I am attempting to build a job queue using two redis master servers in two EC2 availability zones. All LPUSH operations are done in the application layer to both master machines in both AZs. Ideally I would be using GitHub’s resque, but resque does not seem to have any notion of multiple masters in multiple AZs.
I need to ensure only one worker is working on a given job. Some workers will be in AZ 1A talking to the redis machine in 1A, and some will be in AZ 1B talking to the machine in 1B. I need to avoid the scenario where a worker in 1A and a worker in 1B both deque the same job from different redis masters and try to work on it simultaneously.
Does this worker pseudocode have any race conditions that I may have missed?

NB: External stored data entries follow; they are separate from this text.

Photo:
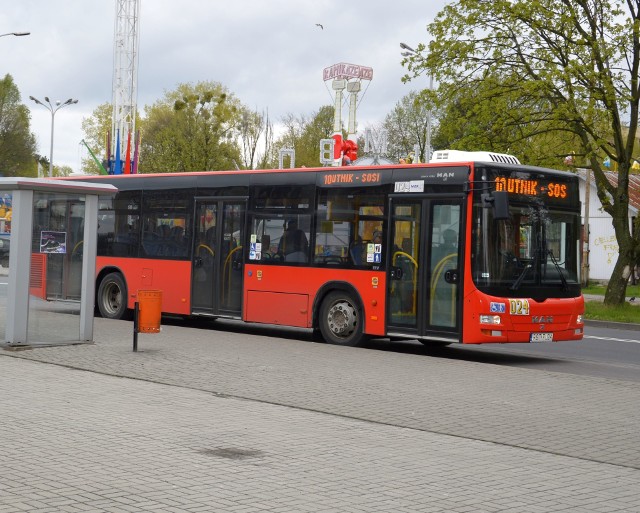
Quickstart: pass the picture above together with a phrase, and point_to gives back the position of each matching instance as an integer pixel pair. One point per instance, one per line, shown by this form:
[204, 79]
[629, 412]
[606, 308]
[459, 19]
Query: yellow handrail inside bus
[205, 247]
[437, 272]
[227, 261]
[414, 279]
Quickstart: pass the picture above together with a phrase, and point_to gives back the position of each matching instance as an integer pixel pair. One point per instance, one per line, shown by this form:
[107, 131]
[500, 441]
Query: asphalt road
[604, 352]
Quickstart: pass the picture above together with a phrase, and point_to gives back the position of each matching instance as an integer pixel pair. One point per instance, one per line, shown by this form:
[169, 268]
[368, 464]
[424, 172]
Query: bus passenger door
[424, 274]
[217, 257]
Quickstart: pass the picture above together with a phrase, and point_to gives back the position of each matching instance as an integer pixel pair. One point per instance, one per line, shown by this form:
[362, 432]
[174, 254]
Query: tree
[191, 129]
[17, 143]
[406, 126]
[303, 135]
[468, 121]
[253, 128]
[96, 130]
[573, 67]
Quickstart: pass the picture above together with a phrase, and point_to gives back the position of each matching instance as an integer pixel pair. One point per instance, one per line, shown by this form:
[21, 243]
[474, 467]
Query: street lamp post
[410, 52]
[53, 109]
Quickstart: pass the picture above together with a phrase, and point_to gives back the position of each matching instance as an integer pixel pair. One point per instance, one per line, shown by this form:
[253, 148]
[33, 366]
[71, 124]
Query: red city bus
[454, 252]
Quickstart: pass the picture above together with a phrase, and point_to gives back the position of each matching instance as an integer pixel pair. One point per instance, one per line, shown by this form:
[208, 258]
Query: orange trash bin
[149, 311]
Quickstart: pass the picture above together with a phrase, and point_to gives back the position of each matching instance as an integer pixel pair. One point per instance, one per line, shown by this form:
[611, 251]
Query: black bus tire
[341, 320]
[112, 297]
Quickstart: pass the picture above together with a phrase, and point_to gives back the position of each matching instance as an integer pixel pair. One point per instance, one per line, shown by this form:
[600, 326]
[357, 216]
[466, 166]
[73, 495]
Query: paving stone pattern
[213, 420]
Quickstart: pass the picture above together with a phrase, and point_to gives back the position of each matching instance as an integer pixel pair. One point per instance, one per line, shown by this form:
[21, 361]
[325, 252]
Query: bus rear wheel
[112, 297]
[341, 320]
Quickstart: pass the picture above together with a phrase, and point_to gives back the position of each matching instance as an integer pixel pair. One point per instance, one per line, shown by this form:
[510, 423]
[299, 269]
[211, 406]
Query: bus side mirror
[498, 201]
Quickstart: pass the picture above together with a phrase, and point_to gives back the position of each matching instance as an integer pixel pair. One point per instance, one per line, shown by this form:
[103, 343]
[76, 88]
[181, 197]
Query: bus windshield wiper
[559, 269]
[521, 277]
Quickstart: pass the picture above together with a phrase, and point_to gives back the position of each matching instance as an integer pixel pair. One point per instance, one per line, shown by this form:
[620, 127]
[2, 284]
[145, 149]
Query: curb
[612, 324]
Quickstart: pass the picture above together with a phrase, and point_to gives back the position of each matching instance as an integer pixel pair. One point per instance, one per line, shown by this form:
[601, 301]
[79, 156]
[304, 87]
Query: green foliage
[406, 125]
[17, 143]
[191, 129]
[96, 128]
[562, 70]
[304, 135]
[254, 128]
[626, 312]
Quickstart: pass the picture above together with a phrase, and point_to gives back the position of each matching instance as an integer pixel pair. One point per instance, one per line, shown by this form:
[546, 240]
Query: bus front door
[424, 279]
[217, 257]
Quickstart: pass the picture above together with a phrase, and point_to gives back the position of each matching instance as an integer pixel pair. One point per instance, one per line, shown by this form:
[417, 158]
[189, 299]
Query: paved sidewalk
[212, 420]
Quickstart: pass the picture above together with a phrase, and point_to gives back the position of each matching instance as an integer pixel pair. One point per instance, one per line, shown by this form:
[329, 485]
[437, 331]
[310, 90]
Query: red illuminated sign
[531, 187]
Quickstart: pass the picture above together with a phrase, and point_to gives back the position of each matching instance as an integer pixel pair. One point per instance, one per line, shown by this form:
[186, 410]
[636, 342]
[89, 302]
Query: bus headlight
[489, 319]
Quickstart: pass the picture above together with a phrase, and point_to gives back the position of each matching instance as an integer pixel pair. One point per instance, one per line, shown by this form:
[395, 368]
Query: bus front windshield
[533, 253]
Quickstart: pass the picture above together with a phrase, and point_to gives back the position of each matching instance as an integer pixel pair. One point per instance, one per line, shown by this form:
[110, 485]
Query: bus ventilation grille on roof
[505, 159]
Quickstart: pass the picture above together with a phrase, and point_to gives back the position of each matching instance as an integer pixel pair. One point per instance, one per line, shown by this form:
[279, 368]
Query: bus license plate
[541, 337]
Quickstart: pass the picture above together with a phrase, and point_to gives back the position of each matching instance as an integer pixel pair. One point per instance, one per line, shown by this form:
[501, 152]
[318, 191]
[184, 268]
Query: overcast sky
[269, 53]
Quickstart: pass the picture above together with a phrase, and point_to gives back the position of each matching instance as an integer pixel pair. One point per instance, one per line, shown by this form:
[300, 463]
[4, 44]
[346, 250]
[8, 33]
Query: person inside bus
[449, 242]
[293, 243]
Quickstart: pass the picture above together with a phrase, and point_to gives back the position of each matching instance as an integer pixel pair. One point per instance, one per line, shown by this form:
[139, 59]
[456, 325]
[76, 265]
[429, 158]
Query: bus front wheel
[112, 297]
[341, 320]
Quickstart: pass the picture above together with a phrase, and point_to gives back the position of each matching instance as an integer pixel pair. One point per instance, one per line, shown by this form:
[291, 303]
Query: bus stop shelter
[52, 234]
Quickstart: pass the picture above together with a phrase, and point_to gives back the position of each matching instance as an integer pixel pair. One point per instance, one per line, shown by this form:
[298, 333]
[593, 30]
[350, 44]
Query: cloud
[269, 54]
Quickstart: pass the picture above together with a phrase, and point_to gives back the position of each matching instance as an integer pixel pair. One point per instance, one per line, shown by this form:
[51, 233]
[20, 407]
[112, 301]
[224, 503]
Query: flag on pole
[108, 146]
[136, 146]
[118, 169]
[127, 158]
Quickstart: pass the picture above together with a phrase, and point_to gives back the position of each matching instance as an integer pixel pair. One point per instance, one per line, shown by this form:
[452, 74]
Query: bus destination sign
[532, 187]
[351, 178]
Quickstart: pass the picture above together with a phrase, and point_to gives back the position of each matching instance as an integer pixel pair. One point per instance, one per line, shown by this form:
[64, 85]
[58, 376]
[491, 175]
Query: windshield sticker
[411, 186]
[497, 308]
[519, 306]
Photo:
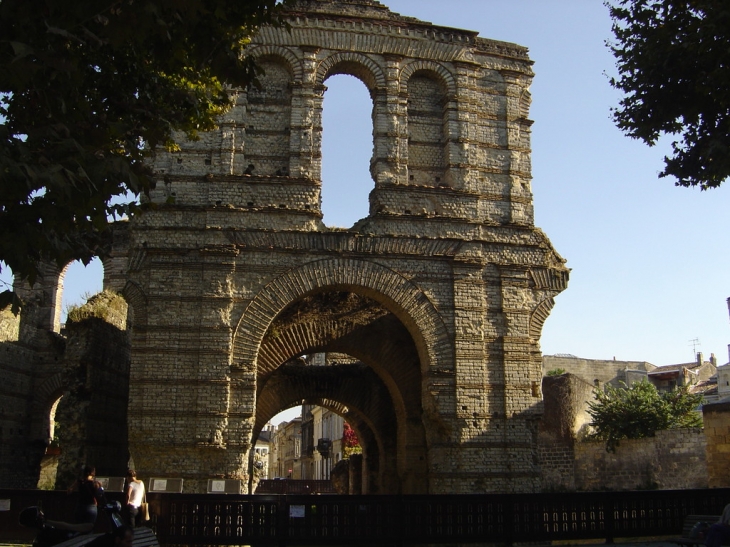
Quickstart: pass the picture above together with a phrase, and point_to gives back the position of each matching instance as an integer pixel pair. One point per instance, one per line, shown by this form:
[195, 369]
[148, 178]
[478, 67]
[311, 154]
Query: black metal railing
[288, 486]
[216, 519]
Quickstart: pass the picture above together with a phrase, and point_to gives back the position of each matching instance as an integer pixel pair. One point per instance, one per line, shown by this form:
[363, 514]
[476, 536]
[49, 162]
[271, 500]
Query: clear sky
[649, 260]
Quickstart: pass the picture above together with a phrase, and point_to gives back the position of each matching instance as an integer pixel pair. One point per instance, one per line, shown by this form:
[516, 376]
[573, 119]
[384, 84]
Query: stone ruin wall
[449, 248]
[86, 367]
[673, 459]
[449, 255]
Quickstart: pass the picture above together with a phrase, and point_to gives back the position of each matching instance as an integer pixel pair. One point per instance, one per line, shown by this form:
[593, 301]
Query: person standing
[89, 496]
[135, 496]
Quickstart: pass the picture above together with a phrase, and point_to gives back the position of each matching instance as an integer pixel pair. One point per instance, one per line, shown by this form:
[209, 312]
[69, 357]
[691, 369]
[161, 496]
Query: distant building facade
[699, 375]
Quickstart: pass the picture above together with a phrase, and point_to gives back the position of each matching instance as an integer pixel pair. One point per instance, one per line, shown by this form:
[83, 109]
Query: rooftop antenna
[694, 343]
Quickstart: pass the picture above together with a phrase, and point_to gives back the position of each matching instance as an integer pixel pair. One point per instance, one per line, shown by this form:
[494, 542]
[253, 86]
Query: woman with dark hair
[89, 495]
[135, 496]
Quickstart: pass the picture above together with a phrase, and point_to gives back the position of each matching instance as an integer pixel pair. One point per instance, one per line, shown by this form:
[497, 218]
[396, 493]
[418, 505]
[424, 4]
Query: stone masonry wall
[674, 459]
[449, 251]
[717, 429]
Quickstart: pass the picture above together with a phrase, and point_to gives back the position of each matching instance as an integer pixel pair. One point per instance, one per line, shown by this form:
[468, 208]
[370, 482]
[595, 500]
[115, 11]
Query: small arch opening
[78, 282]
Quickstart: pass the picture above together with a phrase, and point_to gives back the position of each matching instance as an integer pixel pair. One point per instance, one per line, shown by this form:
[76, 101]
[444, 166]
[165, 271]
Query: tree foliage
[639, 411]
[88, 88]
[674, 68]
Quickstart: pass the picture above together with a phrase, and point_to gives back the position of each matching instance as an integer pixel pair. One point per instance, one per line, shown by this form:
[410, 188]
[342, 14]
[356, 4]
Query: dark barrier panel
[213, 519]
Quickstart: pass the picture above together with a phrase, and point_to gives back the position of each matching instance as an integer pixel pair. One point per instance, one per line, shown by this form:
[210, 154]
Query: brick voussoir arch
[295, 65]
[402, 297]
[370, 72]
[428, 66]
[45, 395]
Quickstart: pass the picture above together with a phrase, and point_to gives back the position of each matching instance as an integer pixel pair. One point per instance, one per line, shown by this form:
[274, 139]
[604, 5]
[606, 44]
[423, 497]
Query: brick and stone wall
[673, 459]
[717, 429]
[87, 368]
[439, 294]
[224, 275]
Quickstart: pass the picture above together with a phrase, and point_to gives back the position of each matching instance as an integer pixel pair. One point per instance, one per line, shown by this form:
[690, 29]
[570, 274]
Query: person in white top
[135, 496]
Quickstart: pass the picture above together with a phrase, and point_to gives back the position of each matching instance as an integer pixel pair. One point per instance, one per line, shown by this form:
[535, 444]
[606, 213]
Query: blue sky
[649, 260]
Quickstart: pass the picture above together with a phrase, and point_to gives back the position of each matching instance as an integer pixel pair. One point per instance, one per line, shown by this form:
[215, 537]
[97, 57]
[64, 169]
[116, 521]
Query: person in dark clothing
[89, 496]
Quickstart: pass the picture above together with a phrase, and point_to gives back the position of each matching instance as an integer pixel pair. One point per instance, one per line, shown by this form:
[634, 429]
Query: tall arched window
[427, 160]
[268, 120]
[347, 149]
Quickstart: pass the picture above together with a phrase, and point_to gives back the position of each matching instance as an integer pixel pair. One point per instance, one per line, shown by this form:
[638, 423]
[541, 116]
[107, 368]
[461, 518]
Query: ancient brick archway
[440, 292]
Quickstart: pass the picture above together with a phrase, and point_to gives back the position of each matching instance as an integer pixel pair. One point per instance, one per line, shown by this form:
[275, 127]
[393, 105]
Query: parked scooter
[54, 532]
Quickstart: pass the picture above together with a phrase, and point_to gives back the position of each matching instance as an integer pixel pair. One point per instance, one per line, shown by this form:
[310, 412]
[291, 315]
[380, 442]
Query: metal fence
[213, 519]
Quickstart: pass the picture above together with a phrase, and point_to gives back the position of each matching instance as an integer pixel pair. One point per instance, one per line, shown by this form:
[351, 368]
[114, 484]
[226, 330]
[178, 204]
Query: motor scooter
[52, 533]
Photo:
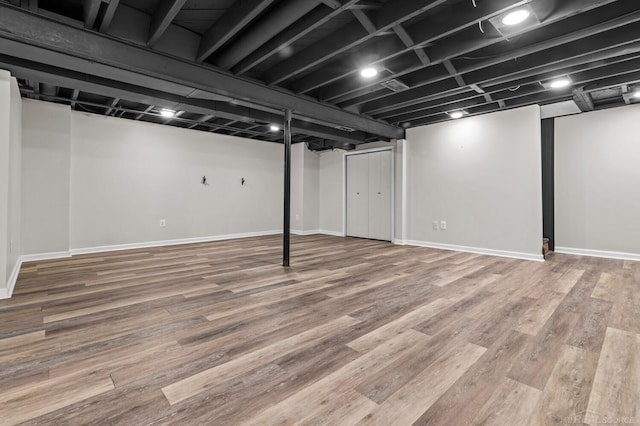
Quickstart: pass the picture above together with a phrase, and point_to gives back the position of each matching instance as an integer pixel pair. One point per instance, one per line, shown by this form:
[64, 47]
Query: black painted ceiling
[233, 66]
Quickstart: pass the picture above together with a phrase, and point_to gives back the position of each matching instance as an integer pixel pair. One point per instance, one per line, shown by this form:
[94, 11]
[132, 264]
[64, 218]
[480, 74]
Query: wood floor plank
[355, 331]
[616, 386]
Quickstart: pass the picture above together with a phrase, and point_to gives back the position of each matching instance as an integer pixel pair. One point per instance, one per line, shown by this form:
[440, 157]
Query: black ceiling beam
[108, 15]
[308, 23]
[90, 9]
[433, 93]
[420, 34]
[594, 79]
[164, 14]
[238, 16]
[283, 15]
[347, 37]
[583, 100]
[569, 46]
[470, 40]
[95, 54]
[116, 89]
[506, 90]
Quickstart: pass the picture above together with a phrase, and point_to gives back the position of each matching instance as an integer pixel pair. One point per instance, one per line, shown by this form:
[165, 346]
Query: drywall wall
[482, 175]
[46, 136]
[10, 159]
[311, 190]
[331, 189]
[297, 185]
[597, 176]
[126, 176]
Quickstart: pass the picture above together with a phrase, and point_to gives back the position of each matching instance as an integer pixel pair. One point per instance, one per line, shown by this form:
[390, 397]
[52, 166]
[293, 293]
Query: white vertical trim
[393, 185]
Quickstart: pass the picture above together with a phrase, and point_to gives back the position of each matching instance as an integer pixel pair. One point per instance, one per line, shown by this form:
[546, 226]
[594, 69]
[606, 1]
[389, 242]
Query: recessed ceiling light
[560, 83]
[167, 113]
[516, 17]
[369, 72]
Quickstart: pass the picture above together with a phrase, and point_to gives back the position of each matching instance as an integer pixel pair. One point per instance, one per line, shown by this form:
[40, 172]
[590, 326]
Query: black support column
[287, 189]
[548, 201]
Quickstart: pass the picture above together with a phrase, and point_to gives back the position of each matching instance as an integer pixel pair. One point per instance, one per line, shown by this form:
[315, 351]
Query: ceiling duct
[395, 85]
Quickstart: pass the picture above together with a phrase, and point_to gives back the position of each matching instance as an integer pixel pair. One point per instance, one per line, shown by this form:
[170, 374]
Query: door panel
[358, 196]
[380, 195]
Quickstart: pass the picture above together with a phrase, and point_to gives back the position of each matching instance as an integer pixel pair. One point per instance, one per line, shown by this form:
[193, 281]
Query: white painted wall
[482, 175]
[126, 176]
[46, 137]
[311, 190]
[10, 159]
[331, 189]
[597, 181]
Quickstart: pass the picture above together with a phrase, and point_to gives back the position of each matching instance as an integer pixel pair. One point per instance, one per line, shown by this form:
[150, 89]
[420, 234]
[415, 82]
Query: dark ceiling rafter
[463, 16]
[285, 14]
[139, 66]
[239, 15]
[108, 15]
[90, 9]
[468, 41]
[234, 66]
[502, 91]
[161, 19]
[315, 19]
[482, 73]
[385, 18]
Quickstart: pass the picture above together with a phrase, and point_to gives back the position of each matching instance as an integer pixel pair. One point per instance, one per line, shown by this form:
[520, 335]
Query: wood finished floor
[355, 332]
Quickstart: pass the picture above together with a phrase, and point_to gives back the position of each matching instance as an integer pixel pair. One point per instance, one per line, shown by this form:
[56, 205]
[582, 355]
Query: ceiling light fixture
[560, 83]
[369, 72]
[516, 17]
[169, 113]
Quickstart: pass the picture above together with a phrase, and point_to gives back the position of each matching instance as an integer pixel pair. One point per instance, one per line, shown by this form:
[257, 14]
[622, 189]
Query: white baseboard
[5, 293]
[597, 253]
[333, 233]
[45, 256]
[132, 246]
[489, 252]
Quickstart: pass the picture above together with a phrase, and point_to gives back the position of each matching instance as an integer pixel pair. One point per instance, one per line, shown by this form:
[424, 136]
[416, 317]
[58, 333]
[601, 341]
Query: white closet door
[380, 195]
[358, 196]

job_id = master1.BRPOPLPUSH "queue", "working"
m1lock = master1.SETNX "lock.#{job_id}"
m2lock = master2.SETNX "lock.#{job_id}"
completed = master1.ZSCORE "completed", job_id
if completed
# must have been completed just now on other server, no-op
master1.LREM "working", 0, job_id
master1.del "lock.#{job_id}"
master2.del "lock.#{job_id}"
elsif not m1lock or not m2lock
# other server is working on it? We will put back at the end of our queue
master1.LPUSH "queue", job_id
master1.LREM "working", 0, job_id
master1.del "lock.#{job_id}" if m1lock
master2.del "lock.#{job_id}" if m2lock
else
# have a lock, it's not complete, so do work
do_work(job_id)
now = Time.now.to_i
master1.ZADD "completed", now, job_id
master2.ZADD "completed", now, job_id
master1.del "lock.#{job_id}"
master2.del "lock.#{job_id}"
master1.LREM "working", 0, job_id
master2.LREM "queue", 0, job_id # not strictly necessary b/c of "completed"
end
what you are trying to do in essence is master-master replication, whether it’s a queue or anything else, redis doesn’t support it, and your pseudo code has race conditions.
just doing:
means another worker can take the job while you are doing this, and two workers will work on it at once.
I don’t think redis is ideal for your pattern, and I don’t know any queue server that can work that way, but then again, I don’t know many such servers, so I’m sure there is.
If you load balance your work so that only one master gets a job at once, it is possible, but then you have two queues in essence, not one.